Melalui upaya ini, PD Pasar Makassar Raya menunjukkan komitmennya dalam membangun pasar yang lebih modern, inklusif, dan nyaman – baik bagi pelaku usaha maupun masyarakat sebagai konsumen.
Relokasi tidak semata soal pemindahan lokasi, tapi juga bentuk kepedulian terhadap keberlanjutan ekonomi lokal.
Ali menegaskan bahwa pendekatan yang digunakan bersifat humanis dan mengedepankan komunikasi. Hal ini sejalan dengan arahan Wali Kota Makassar agar penegakan aturan tetap menjunjung nilai-nilai kemanusiaan.
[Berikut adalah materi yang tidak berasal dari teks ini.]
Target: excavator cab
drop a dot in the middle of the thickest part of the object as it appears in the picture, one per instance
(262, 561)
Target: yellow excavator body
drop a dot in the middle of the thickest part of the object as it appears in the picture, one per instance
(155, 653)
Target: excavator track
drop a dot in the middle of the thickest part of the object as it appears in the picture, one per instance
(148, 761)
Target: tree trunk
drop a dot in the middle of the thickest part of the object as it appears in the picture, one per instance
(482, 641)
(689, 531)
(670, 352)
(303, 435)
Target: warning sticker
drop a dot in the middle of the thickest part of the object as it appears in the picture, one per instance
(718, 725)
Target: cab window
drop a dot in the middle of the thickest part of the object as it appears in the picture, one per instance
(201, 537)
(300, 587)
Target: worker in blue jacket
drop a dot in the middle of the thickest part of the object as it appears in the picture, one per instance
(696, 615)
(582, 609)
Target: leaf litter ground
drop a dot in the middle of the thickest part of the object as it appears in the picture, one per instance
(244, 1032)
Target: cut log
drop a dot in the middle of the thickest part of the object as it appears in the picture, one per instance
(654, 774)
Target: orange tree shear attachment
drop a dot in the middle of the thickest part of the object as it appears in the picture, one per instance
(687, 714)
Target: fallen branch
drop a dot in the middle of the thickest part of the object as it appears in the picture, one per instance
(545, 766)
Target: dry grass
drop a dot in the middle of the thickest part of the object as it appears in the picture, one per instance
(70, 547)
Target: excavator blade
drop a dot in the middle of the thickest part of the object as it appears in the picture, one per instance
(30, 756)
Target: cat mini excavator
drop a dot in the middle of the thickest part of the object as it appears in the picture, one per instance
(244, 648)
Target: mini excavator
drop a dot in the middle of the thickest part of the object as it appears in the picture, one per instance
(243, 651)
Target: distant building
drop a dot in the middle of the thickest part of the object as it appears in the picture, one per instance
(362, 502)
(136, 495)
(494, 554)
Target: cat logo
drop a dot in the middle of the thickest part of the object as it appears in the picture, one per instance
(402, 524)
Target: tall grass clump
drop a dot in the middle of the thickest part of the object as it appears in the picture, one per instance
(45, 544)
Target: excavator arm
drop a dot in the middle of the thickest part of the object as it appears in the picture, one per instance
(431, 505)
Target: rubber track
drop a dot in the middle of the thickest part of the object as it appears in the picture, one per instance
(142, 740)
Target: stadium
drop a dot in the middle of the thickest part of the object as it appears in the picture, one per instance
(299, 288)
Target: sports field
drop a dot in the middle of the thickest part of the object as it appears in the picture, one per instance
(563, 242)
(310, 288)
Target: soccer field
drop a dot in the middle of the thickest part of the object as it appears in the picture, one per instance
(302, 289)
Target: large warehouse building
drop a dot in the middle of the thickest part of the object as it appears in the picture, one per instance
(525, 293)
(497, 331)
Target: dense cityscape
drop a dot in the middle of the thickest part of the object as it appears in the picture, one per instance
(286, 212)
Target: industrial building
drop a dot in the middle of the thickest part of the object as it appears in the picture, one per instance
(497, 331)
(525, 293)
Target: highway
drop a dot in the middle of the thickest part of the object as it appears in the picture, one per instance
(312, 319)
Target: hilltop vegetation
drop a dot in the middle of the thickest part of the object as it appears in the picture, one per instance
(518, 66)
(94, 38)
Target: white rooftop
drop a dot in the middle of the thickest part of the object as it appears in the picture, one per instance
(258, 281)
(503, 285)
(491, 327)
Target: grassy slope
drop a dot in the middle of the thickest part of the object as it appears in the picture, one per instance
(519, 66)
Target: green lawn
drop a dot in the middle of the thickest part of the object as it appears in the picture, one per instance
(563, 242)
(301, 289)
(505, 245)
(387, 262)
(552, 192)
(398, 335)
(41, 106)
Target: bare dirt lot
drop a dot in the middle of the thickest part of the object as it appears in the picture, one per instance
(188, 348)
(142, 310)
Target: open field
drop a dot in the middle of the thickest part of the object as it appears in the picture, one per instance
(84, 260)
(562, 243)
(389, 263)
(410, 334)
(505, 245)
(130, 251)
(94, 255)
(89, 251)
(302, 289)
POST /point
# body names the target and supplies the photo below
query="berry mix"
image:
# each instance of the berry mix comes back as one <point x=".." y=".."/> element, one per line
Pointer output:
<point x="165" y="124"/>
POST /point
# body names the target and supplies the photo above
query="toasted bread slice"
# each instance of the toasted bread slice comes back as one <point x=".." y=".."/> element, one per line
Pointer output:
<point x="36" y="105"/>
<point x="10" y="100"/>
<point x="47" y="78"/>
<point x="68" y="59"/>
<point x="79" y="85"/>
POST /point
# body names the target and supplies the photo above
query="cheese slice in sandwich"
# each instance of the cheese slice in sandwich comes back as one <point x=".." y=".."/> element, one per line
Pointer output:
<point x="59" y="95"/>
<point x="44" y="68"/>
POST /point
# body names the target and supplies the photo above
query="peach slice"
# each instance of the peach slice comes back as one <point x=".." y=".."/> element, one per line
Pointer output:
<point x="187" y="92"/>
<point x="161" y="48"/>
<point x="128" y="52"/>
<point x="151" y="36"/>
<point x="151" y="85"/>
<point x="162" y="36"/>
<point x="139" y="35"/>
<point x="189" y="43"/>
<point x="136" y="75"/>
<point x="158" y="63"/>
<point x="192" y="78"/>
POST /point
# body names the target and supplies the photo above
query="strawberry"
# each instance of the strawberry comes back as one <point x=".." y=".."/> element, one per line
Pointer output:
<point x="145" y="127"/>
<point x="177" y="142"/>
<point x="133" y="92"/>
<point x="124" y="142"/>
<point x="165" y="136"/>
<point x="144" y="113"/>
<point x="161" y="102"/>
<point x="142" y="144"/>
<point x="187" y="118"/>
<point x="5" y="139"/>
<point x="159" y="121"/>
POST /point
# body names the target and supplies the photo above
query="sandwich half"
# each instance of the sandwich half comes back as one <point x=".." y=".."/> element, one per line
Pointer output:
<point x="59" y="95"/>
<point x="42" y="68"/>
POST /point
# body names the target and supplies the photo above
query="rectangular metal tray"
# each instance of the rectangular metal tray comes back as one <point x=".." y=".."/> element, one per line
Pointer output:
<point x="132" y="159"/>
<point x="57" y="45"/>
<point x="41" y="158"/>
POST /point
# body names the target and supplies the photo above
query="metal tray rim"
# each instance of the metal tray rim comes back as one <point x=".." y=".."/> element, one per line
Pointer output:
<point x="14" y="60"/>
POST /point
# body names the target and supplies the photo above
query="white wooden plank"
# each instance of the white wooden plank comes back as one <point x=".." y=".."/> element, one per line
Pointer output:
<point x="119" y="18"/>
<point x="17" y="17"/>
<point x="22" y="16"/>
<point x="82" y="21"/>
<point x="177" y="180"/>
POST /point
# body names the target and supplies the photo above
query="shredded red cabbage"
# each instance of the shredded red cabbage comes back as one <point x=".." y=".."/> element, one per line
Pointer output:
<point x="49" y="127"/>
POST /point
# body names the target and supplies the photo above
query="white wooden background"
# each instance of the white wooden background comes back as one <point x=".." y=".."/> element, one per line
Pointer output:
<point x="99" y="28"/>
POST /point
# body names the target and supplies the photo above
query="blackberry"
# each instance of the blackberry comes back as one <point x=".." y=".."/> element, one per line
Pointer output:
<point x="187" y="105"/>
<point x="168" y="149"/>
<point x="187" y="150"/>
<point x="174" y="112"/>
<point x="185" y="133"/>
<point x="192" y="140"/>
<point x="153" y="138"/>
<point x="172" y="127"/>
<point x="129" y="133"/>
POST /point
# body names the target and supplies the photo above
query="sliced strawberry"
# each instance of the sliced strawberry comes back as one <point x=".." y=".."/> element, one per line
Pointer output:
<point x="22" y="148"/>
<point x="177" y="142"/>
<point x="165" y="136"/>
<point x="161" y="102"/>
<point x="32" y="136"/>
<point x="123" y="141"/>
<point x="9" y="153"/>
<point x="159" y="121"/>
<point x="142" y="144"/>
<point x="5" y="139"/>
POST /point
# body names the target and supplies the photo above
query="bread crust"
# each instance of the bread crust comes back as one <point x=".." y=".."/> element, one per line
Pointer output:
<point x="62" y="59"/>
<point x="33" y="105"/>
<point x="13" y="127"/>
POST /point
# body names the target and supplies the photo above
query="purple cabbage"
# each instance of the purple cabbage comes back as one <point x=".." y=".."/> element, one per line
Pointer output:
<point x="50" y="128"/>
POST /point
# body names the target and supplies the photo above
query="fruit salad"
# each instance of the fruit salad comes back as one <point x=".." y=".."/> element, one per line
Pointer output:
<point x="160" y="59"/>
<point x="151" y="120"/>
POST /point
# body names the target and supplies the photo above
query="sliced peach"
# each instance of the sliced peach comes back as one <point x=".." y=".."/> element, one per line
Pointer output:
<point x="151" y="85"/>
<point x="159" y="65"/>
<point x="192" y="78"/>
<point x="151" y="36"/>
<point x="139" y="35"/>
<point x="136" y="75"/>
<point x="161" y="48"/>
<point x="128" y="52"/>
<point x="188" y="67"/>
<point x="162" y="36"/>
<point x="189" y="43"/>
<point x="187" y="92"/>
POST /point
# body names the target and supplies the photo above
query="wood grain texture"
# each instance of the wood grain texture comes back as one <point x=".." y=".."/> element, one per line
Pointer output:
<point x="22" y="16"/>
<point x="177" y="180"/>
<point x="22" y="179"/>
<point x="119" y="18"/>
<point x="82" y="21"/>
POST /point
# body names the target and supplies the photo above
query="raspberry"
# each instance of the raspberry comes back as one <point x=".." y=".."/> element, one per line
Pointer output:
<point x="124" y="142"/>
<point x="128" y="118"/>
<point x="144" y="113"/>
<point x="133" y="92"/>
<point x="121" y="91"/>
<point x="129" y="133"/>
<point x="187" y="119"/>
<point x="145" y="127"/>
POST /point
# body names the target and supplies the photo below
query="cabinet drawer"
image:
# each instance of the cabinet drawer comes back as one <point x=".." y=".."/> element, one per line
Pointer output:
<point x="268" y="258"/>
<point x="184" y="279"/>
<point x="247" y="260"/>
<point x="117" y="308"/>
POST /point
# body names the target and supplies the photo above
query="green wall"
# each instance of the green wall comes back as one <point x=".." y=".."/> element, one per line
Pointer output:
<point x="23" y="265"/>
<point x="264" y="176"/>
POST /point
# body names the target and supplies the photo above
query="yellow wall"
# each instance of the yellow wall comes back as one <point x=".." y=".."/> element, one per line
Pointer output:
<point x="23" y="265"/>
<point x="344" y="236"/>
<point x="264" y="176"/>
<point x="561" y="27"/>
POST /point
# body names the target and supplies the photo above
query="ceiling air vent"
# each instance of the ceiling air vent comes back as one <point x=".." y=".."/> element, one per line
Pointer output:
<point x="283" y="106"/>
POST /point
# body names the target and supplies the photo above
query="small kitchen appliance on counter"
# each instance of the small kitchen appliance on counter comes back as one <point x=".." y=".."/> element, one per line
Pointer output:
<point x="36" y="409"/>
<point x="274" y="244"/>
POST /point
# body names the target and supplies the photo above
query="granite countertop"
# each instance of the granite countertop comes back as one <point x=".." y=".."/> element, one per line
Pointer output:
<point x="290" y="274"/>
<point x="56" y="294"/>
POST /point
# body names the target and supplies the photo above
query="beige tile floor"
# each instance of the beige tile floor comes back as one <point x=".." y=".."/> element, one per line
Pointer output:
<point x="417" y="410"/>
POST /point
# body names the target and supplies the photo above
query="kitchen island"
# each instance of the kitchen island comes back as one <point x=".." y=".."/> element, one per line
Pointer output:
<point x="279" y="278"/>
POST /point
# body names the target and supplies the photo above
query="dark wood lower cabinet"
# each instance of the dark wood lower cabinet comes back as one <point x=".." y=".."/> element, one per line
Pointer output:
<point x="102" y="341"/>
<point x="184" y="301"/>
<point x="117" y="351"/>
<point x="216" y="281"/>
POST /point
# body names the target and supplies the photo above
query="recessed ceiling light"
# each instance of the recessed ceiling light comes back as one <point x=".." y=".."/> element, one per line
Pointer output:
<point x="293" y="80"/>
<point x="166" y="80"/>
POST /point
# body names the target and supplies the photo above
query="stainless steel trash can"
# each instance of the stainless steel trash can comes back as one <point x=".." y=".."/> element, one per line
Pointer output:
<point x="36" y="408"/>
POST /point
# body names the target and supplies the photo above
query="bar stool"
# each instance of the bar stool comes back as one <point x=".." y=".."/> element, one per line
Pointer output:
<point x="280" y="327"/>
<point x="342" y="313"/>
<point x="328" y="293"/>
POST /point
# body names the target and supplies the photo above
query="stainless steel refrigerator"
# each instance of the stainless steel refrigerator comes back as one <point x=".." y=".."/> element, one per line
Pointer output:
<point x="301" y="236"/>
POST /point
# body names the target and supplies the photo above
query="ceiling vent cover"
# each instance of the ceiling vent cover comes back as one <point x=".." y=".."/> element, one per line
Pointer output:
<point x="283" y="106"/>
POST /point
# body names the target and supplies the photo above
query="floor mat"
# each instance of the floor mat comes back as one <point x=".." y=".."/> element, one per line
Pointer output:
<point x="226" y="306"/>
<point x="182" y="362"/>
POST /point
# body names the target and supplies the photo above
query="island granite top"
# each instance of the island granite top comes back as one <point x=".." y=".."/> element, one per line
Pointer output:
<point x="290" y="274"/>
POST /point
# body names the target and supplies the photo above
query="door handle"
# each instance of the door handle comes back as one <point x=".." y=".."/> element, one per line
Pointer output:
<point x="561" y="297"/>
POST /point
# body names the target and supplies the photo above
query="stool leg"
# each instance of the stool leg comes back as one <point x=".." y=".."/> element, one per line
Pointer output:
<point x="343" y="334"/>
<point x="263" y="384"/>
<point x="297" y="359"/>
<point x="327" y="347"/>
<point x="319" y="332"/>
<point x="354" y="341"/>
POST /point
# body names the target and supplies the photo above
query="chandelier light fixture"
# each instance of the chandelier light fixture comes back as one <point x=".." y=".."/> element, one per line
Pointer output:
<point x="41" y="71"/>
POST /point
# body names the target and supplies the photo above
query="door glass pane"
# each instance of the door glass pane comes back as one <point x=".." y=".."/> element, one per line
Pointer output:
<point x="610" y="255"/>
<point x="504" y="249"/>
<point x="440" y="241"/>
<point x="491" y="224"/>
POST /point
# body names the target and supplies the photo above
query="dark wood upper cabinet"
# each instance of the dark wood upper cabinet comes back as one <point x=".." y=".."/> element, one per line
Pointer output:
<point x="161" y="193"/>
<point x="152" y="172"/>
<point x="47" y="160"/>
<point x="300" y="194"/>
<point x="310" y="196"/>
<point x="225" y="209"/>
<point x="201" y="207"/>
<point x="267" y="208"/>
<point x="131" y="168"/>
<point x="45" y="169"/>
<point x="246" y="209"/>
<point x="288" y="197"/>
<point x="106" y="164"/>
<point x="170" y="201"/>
“Kami lakukan dengan dialog, memberikan surat pemberitahuan, dan menyodorkan solusi yang rasional. Bukan semata-mata menggusur,” tegas Ali.
Selain di Pasar Terong, relokasi serupa juga dilakukan di kawasan Pasar Pa’baeng-baeng, khususnya bagi pedagang yang menempati jalur kanal dari Jalan Andi Tonro hingga Alauddin. Ini merupakan kelanjutan dari keberhasilan penataan sebelumnya di kawasan Jalan Jongaya.
Saat ini, proses relokasi menyasar 91 pedagang di sepanjang kanal Tamalate. Dari jumlah itu, lebih dari 70 pedagang telah menyatakan kesiapan untuk pindah.
“Sebagian besar sudah mulai memasukkan data diri untuk penempatan di Pasar Pa’baeng-baeng dan Pasar Pa’baeng-baeng Barat,” tambahnya.
Pendekatan yang digunakan di lokasi ini pun tetap bersifat persuasif dan terukur, dengan dukungan lintas sektor, termasuk aparat kecamatan, petugas kebersihan, serta koordinasi aktif antarorganisasi perangkat daerah (OPD).
PD Pasar menargetkan seluruh proses penempatan rampung dalam bulan ini. Pemetaan kebutuhan lapak dan distribusi pedagang dilakukan agar tidak terjadi penumpukan di satu titik.
“Kami ingin para pedagang tidak merasa dipaksa, tapi benar-benar menyadari bahwa tempat baru yang kami siapkan lebih aman, layak, dan mendukung keberlangsungan usaha mereka,” pungkas Ali.